OpenAI Agents SDK

Overview

The OpenAI Agents SDK (@openai/agents) is a high-level JavaScript library that simplifies the development of real-time voice applications using OpenAI's API. It abstracts away the complexity of WebRTC, audio handling, and session management while providing a clean interface for building voice-enabled AI agents.

!!! note "Recent Developments" As of October 2025, OpenAI has expanded their platform with new capabilities:

- **Apps SDK**: Framework for embedding applications directly in ChatGPT
- **AgentKit**: Platform for embedding agents in websites
- **GPT Realtime Mini**: 70% lower pricing for real-time applications
- **Enhanced MCP Integration**: Apps SDK built on Model Context Protocol

Key Features

Simplified Architecture: Reduces voice agent implementation from complex WebRTC setups to just a few lines of code
Automatic Audio Handling: Built-in microphone access and audio playback management
Session Management: Handles connection lifecycle, reconnection, and session state
Security Features: Support for ephemeral tokens for production deployments
Flexible Configuration: Both client-side and server-side instruction configuration

Installation

Full Package

bun add @openai/agents

Browser-Only Package

bun add @openai/agents-realtime

Basic Implementation

Simple Voice Agent Setup

'use client';
import { useCallback, useState } from 'react';
import { RealtimeAgent, RealtimeSession } from '@openai/agents/realtime';

export default function VoiceAgent() {
  const [isConnected, setIsConnected] = useState(false);
  const [isConnecting, setIsConnecting] = useState(false);

  const agent = new RealtimeAgent({
    name: 'Assistant',
    instructions: 'You are a helpful assistant.',
  });

  const handleConnect = useCallback(async () => {
    setIsConnecting(true);
    try {
      const session = new RealtimeSession(agent);

      await session.connect({
        apiKey: API_KEY, // Use ephemeral token in production
      });

      console.log('Connected to voice agent!');
      setIsConnected(true);
    } catch (error) {
      console.error('Connection failed:', error);
    } finally {
      setIsConnecting(false);
    }
  }, [agent]);

  return (
    <div>
      <button onClick={handleConnect} disabled={isConnecting || isConnected}>
        {isConnecting ? 'Connecting...' : isConnected ? 'Connected' : 'Connect'}
      </button>
    </div>
  );
}

Security Best Practices

Ephemeral Tokens for Production

Instead of using API keys directly in client code, generate ephemeral tokens from your backend:

curl -X POST https://api.openai.com/v1/realtime/client_secrets \
  -H "Authorization: Bearer $OPENAI_API_KEY" \
  -H "Content-Type: application/json" \
  -d '{
    "session": {
      "type": "realtime",
      "model": "gpt-realtime"
    }
  }'

Secure Session Configuration

await session.connect({
  ephemeralToken: ephemeralToken, // From your secure backend
});

Configuration

Instruction Priority

The SDK follows a server-over-client priority for instructions:

// Client-side instructions (lower priority)
const agent = new RealtimeAgent({
  name: 'Assistant',
  instructions: 'Always talk in a professional manner.',
});

// Server-side instructions (higher priority - will override client)
const serverConfig = {
  model: 'gpt-realtime',
  modalities: ['audio', 'text'],
  instructions: 'Always talk like a valley girl.',
};

This allows for centralized control over agent behavior while maintaining client flexibility.

Core Classes

RealtimeAgent

Represents the AI agent configuration including name and behavioral instructions.

const agent = new RealtimeAgent({
  name: 'MyAssistant',
  instructions: 'Custom behavior instructions here',
});

RealtimeSession

Manages the connection and communication session with OpenAI's realtime API.

const session = new RealtimeSession(agent);
await session.connect({ apiKey: 'your-token' });

Phone Integration (SIP Support)

Overview

OpenAI provides SIP (Session Initiation Protocol) integration enabling AI assistants to be accessed via traditional phone calls.
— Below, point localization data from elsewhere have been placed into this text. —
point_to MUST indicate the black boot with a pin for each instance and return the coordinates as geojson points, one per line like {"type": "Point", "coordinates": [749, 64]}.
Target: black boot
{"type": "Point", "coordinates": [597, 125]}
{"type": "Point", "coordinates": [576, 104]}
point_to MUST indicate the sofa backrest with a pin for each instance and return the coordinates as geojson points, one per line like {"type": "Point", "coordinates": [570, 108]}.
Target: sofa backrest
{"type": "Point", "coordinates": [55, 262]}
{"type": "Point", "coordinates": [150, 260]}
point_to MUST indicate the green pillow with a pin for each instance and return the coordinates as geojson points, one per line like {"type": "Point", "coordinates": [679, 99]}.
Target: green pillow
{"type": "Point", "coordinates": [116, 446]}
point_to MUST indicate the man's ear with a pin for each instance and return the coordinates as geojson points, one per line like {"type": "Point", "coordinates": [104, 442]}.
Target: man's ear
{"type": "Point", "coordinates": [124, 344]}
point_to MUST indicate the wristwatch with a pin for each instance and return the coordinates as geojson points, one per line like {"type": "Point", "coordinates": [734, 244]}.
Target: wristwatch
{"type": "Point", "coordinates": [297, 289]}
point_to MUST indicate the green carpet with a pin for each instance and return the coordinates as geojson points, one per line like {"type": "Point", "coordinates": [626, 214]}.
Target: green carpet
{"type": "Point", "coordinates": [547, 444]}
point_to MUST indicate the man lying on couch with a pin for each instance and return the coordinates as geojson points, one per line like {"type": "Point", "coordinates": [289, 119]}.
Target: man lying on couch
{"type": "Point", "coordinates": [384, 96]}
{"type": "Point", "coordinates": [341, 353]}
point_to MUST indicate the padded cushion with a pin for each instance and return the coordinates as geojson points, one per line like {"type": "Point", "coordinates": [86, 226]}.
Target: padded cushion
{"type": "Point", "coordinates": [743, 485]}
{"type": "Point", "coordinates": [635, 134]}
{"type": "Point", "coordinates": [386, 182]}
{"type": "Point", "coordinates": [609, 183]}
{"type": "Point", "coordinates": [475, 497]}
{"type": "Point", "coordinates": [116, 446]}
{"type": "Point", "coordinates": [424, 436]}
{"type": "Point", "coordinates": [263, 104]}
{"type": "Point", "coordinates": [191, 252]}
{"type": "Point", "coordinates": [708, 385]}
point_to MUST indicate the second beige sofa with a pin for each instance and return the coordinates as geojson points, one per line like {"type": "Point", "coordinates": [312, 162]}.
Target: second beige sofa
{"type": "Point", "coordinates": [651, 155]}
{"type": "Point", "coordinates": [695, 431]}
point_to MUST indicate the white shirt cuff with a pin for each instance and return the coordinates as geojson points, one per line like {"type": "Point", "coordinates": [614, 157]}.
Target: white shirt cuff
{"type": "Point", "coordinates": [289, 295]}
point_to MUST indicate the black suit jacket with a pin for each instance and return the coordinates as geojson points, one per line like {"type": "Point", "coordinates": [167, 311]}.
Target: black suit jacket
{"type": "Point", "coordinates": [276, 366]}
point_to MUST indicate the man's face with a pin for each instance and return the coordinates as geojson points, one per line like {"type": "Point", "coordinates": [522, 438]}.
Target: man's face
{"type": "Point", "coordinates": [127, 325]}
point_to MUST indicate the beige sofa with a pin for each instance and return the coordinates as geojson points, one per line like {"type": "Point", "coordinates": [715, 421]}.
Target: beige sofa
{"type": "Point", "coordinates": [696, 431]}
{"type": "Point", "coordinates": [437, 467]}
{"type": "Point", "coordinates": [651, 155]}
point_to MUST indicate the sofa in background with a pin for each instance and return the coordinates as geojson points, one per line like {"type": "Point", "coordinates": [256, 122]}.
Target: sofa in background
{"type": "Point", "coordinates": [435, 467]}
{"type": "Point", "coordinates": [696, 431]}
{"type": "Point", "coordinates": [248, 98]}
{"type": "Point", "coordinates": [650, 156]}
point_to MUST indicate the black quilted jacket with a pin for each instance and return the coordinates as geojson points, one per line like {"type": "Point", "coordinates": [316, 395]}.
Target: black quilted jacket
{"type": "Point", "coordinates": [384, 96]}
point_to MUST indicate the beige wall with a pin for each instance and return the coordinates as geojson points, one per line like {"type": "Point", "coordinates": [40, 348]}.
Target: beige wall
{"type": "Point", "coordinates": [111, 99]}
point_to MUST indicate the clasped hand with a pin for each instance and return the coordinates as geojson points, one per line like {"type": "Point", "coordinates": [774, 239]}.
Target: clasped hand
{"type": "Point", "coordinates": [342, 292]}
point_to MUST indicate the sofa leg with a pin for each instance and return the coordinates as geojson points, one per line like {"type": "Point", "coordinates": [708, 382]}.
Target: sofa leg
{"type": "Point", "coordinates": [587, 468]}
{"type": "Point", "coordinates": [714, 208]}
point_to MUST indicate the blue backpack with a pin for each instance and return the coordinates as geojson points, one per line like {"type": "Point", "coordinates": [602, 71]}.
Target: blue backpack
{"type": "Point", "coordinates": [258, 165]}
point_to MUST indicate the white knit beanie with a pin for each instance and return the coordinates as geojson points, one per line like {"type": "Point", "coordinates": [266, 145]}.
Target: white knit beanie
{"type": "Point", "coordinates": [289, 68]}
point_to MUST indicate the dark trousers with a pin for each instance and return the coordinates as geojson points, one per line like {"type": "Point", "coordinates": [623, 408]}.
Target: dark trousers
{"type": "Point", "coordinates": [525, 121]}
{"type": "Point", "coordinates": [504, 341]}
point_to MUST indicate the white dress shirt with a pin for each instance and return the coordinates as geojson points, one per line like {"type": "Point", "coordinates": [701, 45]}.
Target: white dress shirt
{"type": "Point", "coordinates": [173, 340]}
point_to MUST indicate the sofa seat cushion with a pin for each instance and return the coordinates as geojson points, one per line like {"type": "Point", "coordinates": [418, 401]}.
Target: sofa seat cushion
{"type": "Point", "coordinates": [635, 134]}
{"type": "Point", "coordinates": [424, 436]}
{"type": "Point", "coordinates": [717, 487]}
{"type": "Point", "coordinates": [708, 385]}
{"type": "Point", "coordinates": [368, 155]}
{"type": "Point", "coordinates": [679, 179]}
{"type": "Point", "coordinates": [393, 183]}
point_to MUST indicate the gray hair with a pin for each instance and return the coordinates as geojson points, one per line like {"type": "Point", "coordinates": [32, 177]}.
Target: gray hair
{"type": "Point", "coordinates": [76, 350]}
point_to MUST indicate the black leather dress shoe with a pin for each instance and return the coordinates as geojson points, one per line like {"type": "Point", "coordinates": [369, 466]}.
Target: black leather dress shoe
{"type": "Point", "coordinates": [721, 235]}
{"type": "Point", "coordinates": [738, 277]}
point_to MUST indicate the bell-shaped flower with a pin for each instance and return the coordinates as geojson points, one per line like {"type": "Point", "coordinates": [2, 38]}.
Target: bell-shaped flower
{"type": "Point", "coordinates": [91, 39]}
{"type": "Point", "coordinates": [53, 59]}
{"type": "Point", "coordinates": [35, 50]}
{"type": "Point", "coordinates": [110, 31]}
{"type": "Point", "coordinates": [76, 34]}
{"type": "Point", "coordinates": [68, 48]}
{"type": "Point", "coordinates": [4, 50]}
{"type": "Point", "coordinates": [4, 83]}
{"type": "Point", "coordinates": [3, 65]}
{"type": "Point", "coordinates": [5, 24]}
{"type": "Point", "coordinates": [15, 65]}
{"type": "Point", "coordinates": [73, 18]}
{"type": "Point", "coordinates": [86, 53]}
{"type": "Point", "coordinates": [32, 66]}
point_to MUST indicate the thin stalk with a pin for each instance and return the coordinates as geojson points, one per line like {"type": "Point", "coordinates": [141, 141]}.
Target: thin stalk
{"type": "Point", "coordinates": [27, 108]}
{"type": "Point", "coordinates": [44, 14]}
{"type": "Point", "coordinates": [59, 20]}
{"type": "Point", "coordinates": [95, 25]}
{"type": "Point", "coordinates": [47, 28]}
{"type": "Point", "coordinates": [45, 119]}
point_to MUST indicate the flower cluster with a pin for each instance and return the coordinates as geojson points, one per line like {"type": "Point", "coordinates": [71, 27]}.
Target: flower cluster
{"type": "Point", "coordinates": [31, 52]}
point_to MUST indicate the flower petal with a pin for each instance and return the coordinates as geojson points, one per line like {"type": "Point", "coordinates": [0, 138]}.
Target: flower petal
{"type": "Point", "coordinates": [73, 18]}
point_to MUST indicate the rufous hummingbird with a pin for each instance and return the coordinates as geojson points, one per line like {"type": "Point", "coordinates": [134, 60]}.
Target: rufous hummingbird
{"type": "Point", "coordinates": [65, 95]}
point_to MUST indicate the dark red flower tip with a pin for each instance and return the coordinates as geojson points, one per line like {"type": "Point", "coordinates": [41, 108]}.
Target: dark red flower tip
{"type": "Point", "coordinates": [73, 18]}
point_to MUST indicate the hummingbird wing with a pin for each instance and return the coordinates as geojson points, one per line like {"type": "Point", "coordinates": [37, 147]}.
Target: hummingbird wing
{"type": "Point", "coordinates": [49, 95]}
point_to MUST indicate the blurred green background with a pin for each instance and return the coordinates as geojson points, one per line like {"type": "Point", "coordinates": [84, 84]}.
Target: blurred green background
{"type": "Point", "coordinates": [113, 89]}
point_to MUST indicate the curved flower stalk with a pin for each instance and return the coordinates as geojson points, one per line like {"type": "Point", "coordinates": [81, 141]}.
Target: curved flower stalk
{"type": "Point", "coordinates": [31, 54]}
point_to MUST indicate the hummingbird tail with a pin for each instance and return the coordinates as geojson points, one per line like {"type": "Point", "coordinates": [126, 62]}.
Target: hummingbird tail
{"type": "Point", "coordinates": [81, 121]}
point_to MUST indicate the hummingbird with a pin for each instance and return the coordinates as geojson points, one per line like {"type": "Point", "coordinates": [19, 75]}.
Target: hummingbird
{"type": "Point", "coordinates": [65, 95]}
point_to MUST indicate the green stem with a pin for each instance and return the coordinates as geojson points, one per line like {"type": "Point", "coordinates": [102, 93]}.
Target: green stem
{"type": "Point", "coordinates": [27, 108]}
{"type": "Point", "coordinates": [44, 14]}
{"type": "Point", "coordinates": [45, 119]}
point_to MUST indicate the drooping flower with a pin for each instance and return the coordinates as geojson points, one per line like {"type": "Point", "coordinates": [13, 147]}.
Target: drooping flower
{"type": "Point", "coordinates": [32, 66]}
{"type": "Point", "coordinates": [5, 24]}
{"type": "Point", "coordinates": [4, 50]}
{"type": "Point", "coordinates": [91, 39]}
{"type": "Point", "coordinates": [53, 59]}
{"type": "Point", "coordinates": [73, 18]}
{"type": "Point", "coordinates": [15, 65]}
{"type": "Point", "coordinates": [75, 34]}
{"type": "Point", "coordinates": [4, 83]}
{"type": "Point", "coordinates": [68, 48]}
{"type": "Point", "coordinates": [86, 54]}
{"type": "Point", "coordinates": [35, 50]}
This opens up new use cases for hands-free interaction and voice-only AI experiences.

SIP Configuration

OpenAI's realtime API supports direct phone integration through SIP protocol:

# Example SIP endpoint configuration
curl -X POST https://api.openai.com/v1/realtime/sessions \
  -H "Authorization: Bearer $OPENAI_API_KEY" \
  -H "Content-Type: application/json" \
  -d '{
    "model": "gpt-realtime",
    "modalities": ["audio"],
    "instructions": "You are a helpful assistant accessible via phone",
    "input_audio_format": "pcm16",
    "output_audio_format": "pcm16"
  }'

Phone-Based Use Cases

Commute Assistant: Call AI assistant during drives for hands-free task management
Walking Companion: Voice-only AI interaction during walks or exercise
Accessibility Tool: Phone-based AI access for users who prefer voice-only interaction
Task Triggering: Voice activation of cloud-based workflows and automation
Status Reports: Check project status and receive updates via phone calls

Implementation Benefits

Universal Access: No app installation required, works with any phone
Hands-Free Operation: Perfect for situations where visual interfaces aren't practical
Natural Interaction: Leverages familiar phone call experience
Infrastructure Integration: Can integrate with existing phone systems and PBX setups

MCP Integration

Overview

OpenAI's Realtime API supports integration with Model Context Protocol (MCP) servers, enabling voice assistants to interact with external services and tools through standardized protocols.

Remote MCP Server Support

Supported Authentication: - Personal Access Tokens (PAT): Direct integration with services like GitHub MCP using API tokens - HTTP MCP Servers: Deployment of MCP servers as HTTP endpoints for voice agent access - Network Isolation: Private deployment within secure network boundaries (e.g., Railway private networks)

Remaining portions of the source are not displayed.